Pero mi favorita es la Nodicia de Kesos o Documento de Kesos. Sí, son quesos. Ahora nos vamos al Monasterio de los santos Justo y Pastor. El monje despensero, encargado de administrar los alimentos, debía tomar nota escrupulosamente de todo cuanto entraba y salía de la despensa, y los quesos eran un alimento de importancia, así que, en alguna tarde de verano o alguna mañana de invierno entre los años 974 y 980, tomó nota del destino de los quesos. Lo interesante es que ya no se trata de un documento oficial escrito por un escribano, como en el caso de los Cartularios de Valpuesta, o de un texto en latín en cuyos márgenes se anotan algunas traducciones al romance, como en el caso de las Glosas Emilianenses. Aquí tenemos la lengua viva, libre de toda restricción, tal como se hablaba, sin formulaciones latinas ni una estructuración formal regida por una convención de escritura.
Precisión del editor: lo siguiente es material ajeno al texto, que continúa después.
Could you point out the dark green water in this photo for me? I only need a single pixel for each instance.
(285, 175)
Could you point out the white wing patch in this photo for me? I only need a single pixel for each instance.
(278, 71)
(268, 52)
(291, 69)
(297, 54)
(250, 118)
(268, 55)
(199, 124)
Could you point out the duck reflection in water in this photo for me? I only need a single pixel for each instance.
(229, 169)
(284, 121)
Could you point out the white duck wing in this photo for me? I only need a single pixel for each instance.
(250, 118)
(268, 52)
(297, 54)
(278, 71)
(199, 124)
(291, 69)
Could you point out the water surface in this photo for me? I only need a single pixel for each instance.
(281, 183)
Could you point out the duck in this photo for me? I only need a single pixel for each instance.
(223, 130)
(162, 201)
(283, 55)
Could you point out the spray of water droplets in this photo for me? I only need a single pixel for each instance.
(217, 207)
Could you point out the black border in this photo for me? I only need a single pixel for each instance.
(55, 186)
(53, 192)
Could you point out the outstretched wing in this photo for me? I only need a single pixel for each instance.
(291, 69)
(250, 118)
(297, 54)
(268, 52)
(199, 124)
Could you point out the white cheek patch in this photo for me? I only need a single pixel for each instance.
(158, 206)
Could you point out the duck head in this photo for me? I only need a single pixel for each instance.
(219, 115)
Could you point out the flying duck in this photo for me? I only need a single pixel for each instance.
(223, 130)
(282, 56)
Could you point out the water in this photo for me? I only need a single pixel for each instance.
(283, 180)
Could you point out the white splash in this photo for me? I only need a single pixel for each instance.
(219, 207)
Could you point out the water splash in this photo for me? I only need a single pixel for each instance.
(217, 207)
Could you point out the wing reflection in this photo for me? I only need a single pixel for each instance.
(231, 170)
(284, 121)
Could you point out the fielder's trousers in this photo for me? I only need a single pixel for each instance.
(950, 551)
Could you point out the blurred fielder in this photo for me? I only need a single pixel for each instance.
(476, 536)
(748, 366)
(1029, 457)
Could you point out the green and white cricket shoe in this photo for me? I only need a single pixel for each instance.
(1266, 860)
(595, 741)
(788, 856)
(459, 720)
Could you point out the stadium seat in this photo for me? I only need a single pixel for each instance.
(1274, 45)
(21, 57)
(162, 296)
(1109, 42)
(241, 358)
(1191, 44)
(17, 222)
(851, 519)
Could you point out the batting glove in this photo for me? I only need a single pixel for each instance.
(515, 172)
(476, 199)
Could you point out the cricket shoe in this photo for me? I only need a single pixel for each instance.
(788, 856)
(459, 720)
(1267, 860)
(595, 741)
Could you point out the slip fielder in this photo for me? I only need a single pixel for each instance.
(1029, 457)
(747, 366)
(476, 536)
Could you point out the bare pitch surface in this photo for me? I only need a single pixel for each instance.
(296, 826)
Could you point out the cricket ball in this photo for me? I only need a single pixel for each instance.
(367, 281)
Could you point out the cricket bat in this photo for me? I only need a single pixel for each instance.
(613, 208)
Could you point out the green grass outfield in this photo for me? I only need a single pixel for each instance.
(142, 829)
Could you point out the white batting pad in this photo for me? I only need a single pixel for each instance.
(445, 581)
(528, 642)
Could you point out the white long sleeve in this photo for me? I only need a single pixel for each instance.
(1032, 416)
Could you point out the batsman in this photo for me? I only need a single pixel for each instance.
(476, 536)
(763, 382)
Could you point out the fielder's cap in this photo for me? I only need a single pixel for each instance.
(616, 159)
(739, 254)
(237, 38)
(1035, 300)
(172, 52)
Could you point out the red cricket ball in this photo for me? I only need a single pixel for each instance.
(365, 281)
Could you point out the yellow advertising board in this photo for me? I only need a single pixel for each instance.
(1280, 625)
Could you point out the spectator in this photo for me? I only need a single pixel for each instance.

Es como abrir una ventanita y espiar el pasado, viajar con la máquina del tiempo y escuchar hablar a la gente de la aldea. Aquí sabremos que el hermano Jimeno se comió un queso, a los frailes que trabajaban en el viñedo les enviaron cinco, el abad se llevó dos y se comieron cuatro cuando el rey fue de visita al monasterio. Y en general, se entiende perfectamente. Esto ya es una lengua romance, aunque se supone que no es castellano sino leonés.
Este viaje en el tiempo nos ha permitido vislumbrar el origen de las lenguas romances en la península ibérica. Entre ellas, lo que hoy llamamos español, es decir, el castellano.